Speech Title: Multimodal Information Fusion and Intelligent Perception for Unmanned Systems
Abstract:In recent years, with the rapid rise and development of deep learning, supervised learning based on large-scale labeled datasets has achieved breakthrough performance in specific computer vision tasks under closed scenarios. However, the performance of such methods is gradually saturating, and their further advancement faces challenges posed by real-world open environments. To address the critical need for multimodal fusion and perception in unmanned platforms operating in complex field environments, our research focuses on fundamental issues such as few-shot learning, weak supervision, multi-source heterogeneity, and cross-domain adaptation. These efforts aim to provide technological support for intelligent perception and autonomous decision-making of unmanned platforms in challenging environments.
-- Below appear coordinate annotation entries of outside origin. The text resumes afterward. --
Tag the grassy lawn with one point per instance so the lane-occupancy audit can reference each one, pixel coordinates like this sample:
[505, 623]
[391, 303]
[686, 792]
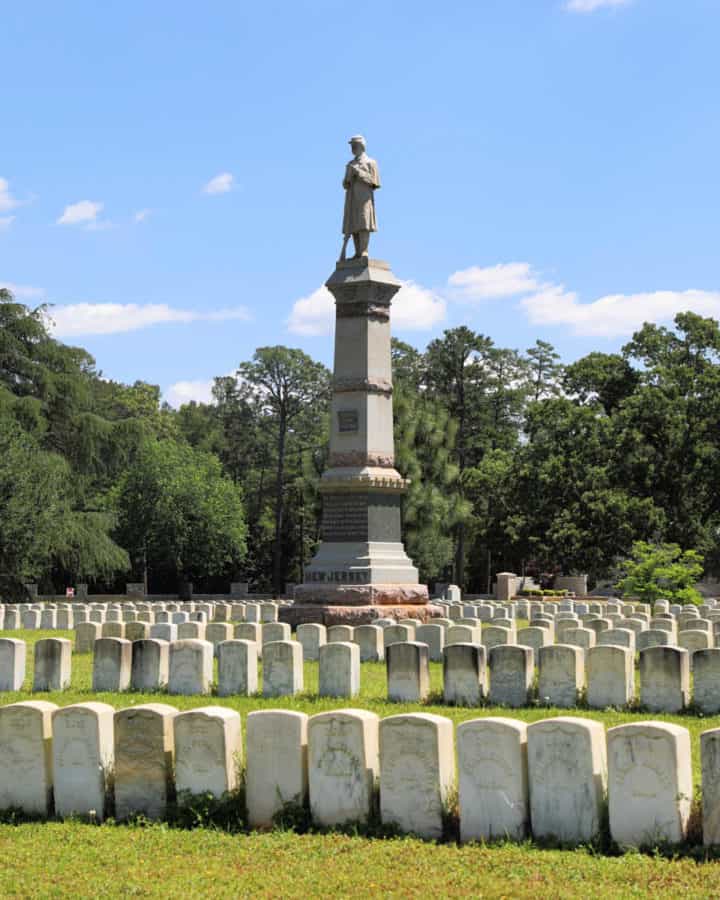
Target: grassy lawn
[373, 696]
[77, 860]
[72, 858]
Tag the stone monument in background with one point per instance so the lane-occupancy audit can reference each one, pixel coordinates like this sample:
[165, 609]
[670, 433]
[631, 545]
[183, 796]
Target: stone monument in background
[361, 570]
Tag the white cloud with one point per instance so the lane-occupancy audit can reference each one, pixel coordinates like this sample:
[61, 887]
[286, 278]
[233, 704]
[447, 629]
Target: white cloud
[502, 280]
[588, 6]
[615, 315]
[7, 201]
[414, 308]
[184, 391]
[114, 318]
[220, 184]
[313, 315]
[23, 291]
[83, 213]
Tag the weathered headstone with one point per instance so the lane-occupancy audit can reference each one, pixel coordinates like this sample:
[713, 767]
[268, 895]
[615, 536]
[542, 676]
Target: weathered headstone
[144, 755]
[339, 633]
[12, 664]
[408, 671]
[692, 641]
[208, 750]
[276, 763]
[464, 674]
[706, 681]
[463, 634]
[137, 631]
[434, 636]
[561, 675]
[26, 777]
[276, 631]
[417, 772]
[493, 636]
[567, 770]
[52, 664]
[511, 675]
[343, 764]
[369, 639]
[191, 667]
[493, 781]
[150, 665]
[164, 632]
[311, 636]
[112, 665]
[339, 670]
[534, 638]
[216, 632]
[610, 676]
[282, 668]
[83, 758]
[653, 637]
[237, 668]
[649, 783]
[191, 631]
[664, 679]
[710, 757]
[113, 629]
[396, 634]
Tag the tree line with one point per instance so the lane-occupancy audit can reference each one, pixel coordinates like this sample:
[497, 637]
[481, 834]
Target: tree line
[516, 462]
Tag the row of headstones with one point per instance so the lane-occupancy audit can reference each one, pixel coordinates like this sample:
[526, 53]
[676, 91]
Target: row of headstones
[504, 677]
[66, 616]
[638, 631]
[548, 779]
[86, 633]
[486, 610]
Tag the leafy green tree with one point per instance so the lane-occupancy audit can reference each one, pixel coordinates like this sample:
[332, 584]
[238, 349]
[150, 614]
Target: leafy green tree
[32, 507]
[661, 571]
[289, 390]
[668, 430]
[603, 378]
[543, 371]
[424, 443]
[178, 515]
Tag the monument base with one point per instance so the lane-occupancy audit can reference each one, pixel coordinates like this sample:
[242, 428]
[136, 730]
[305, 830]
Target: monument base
[322, 614]
[362, 594]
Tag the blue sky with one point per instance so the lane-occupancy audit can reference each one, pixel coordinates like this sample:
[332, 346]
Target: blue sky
[170, 172]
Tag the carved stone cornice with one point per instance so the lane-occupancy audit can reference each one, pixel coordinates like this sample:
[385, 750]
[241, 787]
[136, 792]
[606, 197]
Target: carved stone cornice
[362, 458]
[363, 482]
[363, 309]
[346, 384]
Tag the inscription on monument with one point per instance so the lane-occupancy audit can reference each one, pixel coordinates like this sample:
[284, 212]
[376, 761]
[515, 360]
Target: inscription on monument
[347, 420]
[345, 517]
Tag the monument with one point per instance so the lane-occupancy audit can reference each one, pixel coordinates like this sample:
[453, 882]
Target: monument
[361, 570]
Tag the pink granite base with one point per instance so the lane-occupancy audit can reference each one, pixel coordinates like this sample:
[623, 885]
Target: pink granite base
[300, 614]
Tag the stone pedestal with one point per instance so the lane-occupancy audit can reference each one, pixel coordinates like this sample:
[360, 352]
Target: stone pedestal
[361, 563]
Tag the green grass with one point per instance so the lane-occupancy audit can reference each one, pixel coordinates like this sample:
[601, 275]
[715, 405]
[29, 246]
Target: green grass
[373, 696]
[70, 858]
This talk will highlight our recent research progress on multimodal information fusion and perception in open-world scenarios.
Na Luo
Institute of Automation, Chinese Academy of Sciences, Assistant Professor
Biography:
Na Luo, Ph.D., is an Associate Professor at the Institute of Automation, Chinese Academy of Sciences, a Master's Supervisor, and Deputy Director of the Beijing Key Laboratory of Brainnetome and Brain-Computer Interface. She also serves as an Adjunct Professor at Taiyuan University of Technology. Her research primarily focuses on multimodal fusion and its application on precision diagnosis and treatment for psychiatric disorders. She has led multiple research projects, including those funded by the National Natural Science Foundation of China, sub-tasks of the National Key R&D Program, and the Postdoctoral Science Foundation. Dr. Luo has published over 30 high-impact papers in prestigious journals, including Trends in Cognitive Sciences, Ebiomedicine, and the British Journal of Psychiatry. Additionally, she serves as a Committee Member of the Brain Atlas Committee of the China Society of Image and Graphics (CSIG) and Secretary-General of the Brain Science and Artificial Intelligence Committee of the Chinese Association for Artificial Intelligence (CAAI).
Speech Title: Multimodal Brain Information Integration and Its Applications in the Diagnosis and Treatment of Brain Disorders
Abstract:Early diagnosis and precise intervention for psychiatric disorders have consistently been among the most challenging and critical areas of clinical research. Multimodal fusion methods, capable of integrating cross-modal, multi-source heterogeneous information—such as brain structure, brain function, and genetics—provide a vital perspective for intelligent diagnosis and treatment of psychiatric disorders. This presentation will first summarize commonly used multimodal fusion methods, as well as how to integrate multimodal information to construct a digital twin brain. Finally, it will explore the applications of multimodal fusion methods in identifying diagnostic biomarkers for psychiatric disorders and determining neuromodulation therapy targets.